私もちょうど資金の目処がついたので、そろそろ商いを始めようかと思っていたところですから」
「そうだな、俺っち達も親を安心させる年なってきてるし、なっ、ミーシャ」
「………………うん……」
「私も次の目標ができて準備してたのよ、ベルトラン」
みんなベルトランに気を遣わせないでおこうとしている。頑張れよって励まそうとしているんだ。

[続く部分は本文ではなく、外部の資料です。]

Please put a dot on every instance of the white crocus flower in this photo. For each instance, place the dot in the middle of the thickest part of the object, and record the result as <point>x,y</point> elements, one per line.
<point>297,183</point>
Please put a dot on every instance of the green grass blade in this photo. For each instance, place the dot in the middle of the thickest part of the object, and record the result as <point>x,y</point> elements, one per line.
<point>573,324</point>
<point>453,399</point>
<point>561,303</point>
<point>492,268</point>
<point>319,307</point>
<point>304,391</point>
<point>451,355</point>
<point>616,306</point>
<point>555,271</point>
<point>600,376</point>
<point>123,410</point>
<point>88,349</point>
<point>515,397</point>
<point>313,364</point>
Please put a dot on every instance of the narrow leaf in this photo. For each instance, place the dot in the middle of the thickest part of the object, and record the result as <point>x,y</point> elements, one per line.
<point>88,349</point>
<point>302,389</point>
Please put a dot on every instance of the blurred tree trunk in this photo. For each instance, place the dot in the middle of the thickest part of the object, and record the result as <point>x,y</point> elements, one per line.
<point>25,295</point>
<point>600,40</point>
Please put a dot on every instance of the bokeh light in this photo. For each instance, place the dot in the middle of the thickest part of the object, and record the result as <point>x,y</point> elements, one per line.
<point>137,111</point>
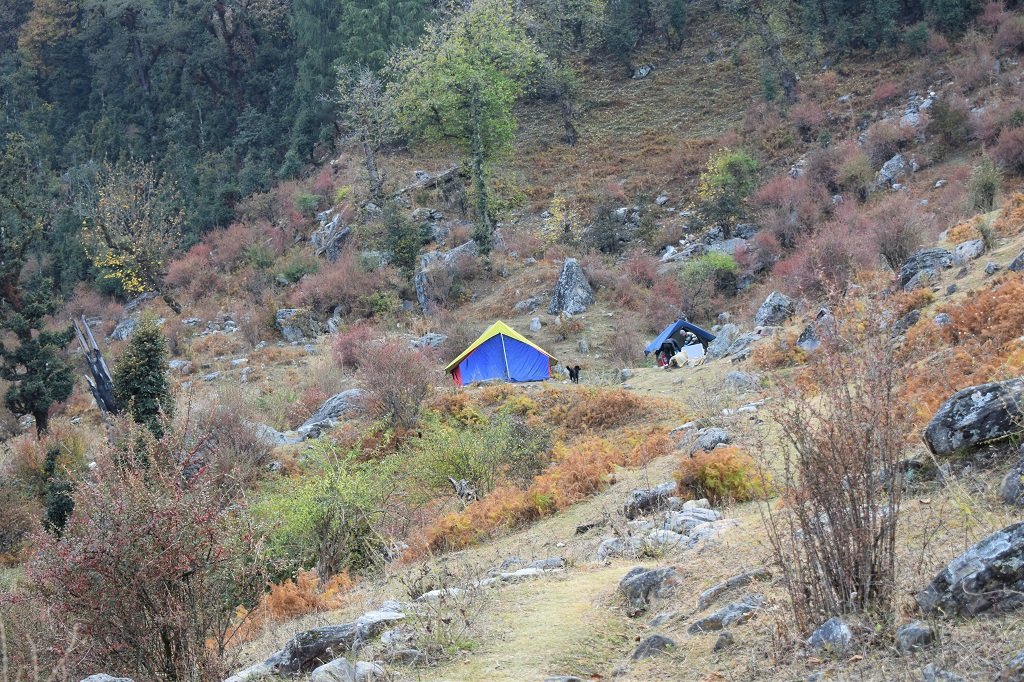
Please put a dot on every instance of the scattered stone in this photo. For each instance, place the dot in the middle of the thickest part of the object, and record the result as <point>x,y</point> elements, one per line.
<point>709,596</point>
<point>645,500</point>
<point>741,381</point>
<point>327,415</point>
<point>653,645</point>
<point>723,340</point>
<point>431,340</point>
<point>310,646</point>
<point>988,577</point>
<point>968,251</point>
<point>834,636</point>
<point>926,260</point>
<point>572,292</point>
<point>296,325</point>
<point>434,273</point>
<point>640,585</point>
<point>933,674</point>
<point>775,309</point>
<point>1012,487</point>
<point>735,613</point>
<point>1017,265</point>
<point>913,636</point>
<point>724,641</point>
<point>976,415</point>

そうさ、ベルトランが決めたことだ。その決意を認めてあげて送り出してあげなくちゃ。
…………でも。
「う、うわん、うわぁぁっあぁ~ん、うわぁっ、っ!」
涙が溢れる、離れるは嫌だ。頭ではわかっていても、みんなと別々になるなんて耐えられない。
「うああぁ~んあっあっぁっあっ」
「ふっ、ユウマはホント俺がいないとダメだな」
掛け替えのない仲間、彼らと過ごした日々、くだらなくても楽しいおしゃべり。
そんな全てが僕を抱きしめていてくれた。
この温もりが消えていく、このままみんなと一緒にいたいのに……。
進まないといけない、常に時は動いている。
人生は止まってはくれないんだ。